The film opens with a dispute between two rival gangs who steal more motorcycles. One of the gangs is revealed to be a police sting operation undercover, and the meeting ends abruptly with a shooting by Zenong Zhou’s gang. Zhou (played by Ge Hu) and his comrades try to escape via motorcycle, but the police have set up a trap and Zhou is shot as he gets away. Injured, he hides out in a lawless, prostitute ridden area named Wild Goose Lake. The police, led by Captain Liu (Fan Liao), close in, but a bounty of ¥300,000 on Zhou’s head makes tensions boil as fellow criminals get in on the chase. Zhou wishes his wife would turn him in for bounty, but time is of the essence and there’s no honor among thieves…

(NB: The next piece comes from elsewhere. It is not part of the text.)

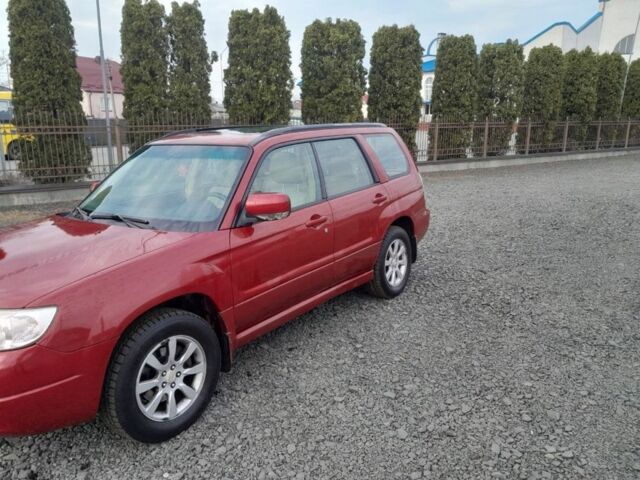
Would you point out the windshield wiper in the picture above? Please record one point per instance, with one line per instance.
(82, 212)
(128, 221)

The neo-noir genre has made neon-lit waves in the arthouse film scene for the past decade or so, with Nicolas Winding Refn’s successful Drive and Only God Forgives featuring a brooding protagonist in a gritty setting colored by occasional spurts of stylized bloodshed. A sort of Chinese take on this genre, The Wild Goose Lake pulls no punches, breaking with modern Chinese cinematic conventions of self-restraint and censorship. The original Mandarin title for the film is Meeting at South Train Station, bringing to mind the Hitchcock title Strangers on a Train. Wild Goose Lake is not entirely at that level of noir but does provide satisfying twists and hopefully will usher in a daring new direction for Chinese genre cinema.